Le sommet débutera à 13h00 (12H00 GMT). L’ensemble des chefs d’Etat et de gouvernement des Vingt-Sept devraient être présents, à l’exception du président Emmanuel Macron, qui se rend mercredi à Doha pour soutenir « les Bleus » face au Maroc en demi-finales de la Coupe du monde de football.
L’ombre de la Chine planera sur la rencontre. Si elle n’est pas officiellement à l’agenda, elle constituera « l’éléphant dans la salle »: les menaces de Pékin sur Taïwan et sur la libre navigation dans la mer de Chine du sud, importante route maritime, sont deux sujets de préoccupation partagés.
Les revendications territoriales de Pékin en mer de Chine méridionale se heurtent d’ailleurs à celles de plusieurs membres de l’ASEAN, et l’Asie du Sud-Est est le théâtre de la rivalité croissante entre les Etats-Unis et la Chine, qui s’y livrent une lutte d’influence économique et sécuritaire.
Le président américain Joe Biden avait d’ailleurs lui-même participé mi-novembre au sommet de l’ASEAN à Phnom Penh au Cambodge.
Diversification
Mais l’essentiel des discussions au sommet de Bruxelles portera sur la crise provoquée par la guerre engagée par la Russie en Ukraine, dont les conséquences économiques sont mondiales.
Les Européens veulent « sensibiliser » leurs partenaires de l’Asie du Sud-Est et « obtenir une condamnation de la Russie », qui cherche à contourner les sanctions économiques imposées par le G7, ont expliqué plusieurs responsables européens à Bruxelles.
Les échanges commerciaux seront l’autre point fort du sommet.
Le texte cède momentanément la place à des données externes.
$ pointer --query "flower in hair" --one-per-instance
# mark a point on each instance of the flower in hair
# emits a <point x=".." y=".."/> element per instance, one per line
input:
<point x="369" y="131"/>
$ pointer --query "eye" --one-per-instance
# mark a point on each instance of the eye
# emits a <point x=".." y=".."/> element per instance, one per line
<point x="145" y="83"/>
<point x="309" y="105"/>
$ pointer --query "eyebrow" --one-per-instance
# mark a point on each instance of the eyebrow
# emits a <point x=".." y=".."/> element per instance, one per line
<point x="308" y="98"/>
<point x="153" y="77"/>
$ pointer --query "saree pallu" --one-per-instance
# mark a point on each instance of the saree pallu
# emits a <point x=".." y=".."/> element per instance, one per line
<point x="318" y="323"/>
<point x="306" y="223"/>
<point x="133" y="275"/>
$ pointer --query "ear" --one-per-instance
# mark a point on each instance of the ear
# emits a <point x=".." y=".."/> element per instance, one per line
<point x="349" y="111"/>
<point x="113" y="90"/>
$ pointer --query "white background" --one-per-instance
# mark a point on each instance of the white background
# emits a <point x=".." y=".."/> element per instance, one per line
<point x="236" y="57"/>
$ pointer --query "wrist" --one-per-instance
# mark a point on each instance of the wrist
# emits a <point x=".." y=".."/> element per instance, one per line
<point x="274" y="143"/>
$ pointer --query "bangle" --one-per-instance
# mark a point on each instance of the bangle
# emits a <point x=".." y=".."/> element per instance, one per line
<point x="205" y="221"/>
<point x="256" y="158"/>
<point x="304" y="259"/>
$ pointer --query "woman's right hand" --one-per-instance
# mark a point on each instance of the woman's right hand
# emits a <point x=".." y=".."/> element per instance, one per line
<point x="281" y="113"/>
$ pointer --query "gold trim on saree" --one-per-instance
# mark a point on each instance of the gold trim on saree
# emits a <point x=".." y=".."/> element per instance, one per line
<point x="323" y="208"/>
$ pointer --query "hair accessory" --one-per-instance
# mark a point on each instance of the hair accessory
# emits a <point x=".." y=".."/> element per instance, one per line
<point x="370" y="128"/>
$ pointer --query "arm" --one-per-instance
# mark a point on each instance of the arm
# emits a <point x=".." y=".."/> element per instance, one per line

L’UE est un important partenaire pour les pays de l’ASEAN, mais « la Chine est bien plus importante pour eux en termes d’échanges commerciaux, plus que les Etats-Unis et que l’UE », a rappelé un responsable allemand.
« Il y a une nécessité pour les Européens de se ‘reconnecter’ avec l’ASEAN, une des zones les plus dynamiques du monde », à fort potentiel de croissance économique, insiste-t-on à Paris.
Le chancelier Olaf Scholz a commencé à le faire pour l’Allemagne avec plusieurs voyages dans la région.
Quelque 10 milliards d’euros de fonds européens sont prévus pour des investissements dans les pays de la région, et une liste de projets a été préparée pour le sommet, ont indiqué des responsables européens.
L’UE cherche à « diversifier ses fournisseurs afin de sécuriser tous ses approvisionnements » et « refuse la logique des sphères d’influence », soulignent-ils.
Tiraillés entre la Chine et les Etats-Unis, les pays de l’ASEAN partagent cette démarche. « Le sommet arrive à point », constate l’un des responsables européens.